State College bar patrons are shaken and stirred by a State College Borough Council proposal that would levy a 10 percent tax on poured alcoholic drinks at local bars and restaurants.
Exiting Bill Pickle's Tap Room, 106 S. Allen St., after a celebratory end-of-semester meal with friends, Kyle MacWade (senior-mathematics) said the proposal would just encourage students to buy from bottle shops.
"It's ridiculous," MacWade said. "Unless they're doing it for a good reason, like saving the lives of kids with cancer."

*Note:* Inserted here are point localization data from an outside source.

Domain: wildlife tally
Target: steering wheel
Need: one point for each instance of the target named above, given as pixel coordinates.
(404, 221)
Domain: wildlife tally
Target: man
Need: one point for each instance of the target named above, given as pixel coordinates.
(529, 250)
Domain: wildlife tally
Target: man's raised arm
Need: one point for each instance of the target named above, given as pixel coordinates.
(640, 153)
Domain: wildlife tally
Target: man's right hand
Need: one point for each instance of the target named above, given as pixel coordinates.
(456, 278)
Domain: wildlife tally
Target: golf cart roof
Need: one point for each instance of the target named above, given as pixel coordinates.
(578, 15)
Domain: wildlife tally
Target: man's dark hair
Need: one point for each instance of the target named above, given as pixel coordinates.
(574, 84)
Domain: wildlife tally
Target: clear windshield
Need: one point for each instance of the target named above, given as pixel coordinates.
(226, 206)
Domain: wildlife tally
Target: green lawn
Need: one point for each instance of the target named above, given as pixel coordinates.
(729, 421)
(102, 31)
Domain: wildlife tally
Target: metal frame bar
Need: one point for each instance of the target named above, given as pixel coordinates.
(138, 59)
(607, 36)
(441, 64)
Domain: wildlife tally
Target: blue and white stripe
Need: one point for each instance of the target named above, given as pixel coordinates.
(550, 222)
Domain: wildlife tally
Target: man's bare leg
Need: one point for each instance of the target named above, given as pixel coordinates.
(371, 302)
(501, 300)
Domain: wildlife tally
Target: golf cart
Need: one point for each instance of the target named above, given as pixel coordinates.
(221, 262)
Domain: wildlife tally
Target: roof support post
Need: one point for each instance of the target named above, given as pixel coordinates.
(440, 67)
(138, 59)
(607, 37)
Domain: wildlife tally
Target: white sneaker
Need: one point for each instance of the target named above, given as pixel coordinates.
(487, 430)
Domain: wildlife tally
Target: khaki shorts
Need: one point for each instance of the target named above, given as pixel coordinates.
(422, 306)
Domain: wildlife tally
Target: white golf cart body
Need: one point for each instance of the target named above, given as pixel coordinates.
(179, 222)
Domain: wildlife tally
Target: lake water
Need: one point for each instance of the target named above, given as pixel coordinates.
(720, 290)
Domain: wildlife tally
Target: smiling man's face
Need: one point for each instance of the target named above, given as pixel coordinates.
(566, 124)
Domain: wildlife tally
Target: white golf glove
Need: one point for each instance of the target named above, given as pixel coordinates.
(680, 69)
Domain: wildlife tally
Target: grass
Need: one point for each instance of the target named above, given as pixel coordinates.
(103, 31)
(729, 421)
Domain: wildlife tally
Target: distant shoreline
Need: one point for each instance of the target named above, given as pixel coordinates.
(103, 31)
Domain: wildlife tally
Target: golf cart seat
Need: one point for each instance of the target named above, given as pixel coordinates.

Council President Elizabeth Goreham said Monday that the measure would allow the cash-strapped borough to receive revenue from its student residents, who usually do not pay property taxes in State College.
Regardless of the measure's economic impact on the borough, David Scott (senior-health policy and administration) said he doesn't think the tax is a good idea.
"It will be an effective way to raise money for the government, but they shouldn't do it," he said. "We are taxed everywhere already."
Because it would not affect liquor stores and bottle shops, the proposed tax will not change State College's drinking culture, Kellie Young (senior-health policy and administration) said.
"It's not the right way to go about it," she said. "They are still going to drink."
Pittsburgh native Brendan Hunt (junior-psychology) said the 7 percent tax on poured alcoholic drinks currently enforced in Allegheny County has not affected him.
"It affects the bars," he said. "And I go to the bottle shops."
But some students said the 10 percent that could be tacked on to their tab would make going to State College bars too costly.
"I'm not going to be able to go out anymore," Sara Ziegler (junior-life sciences) said. "That's going to get expensive."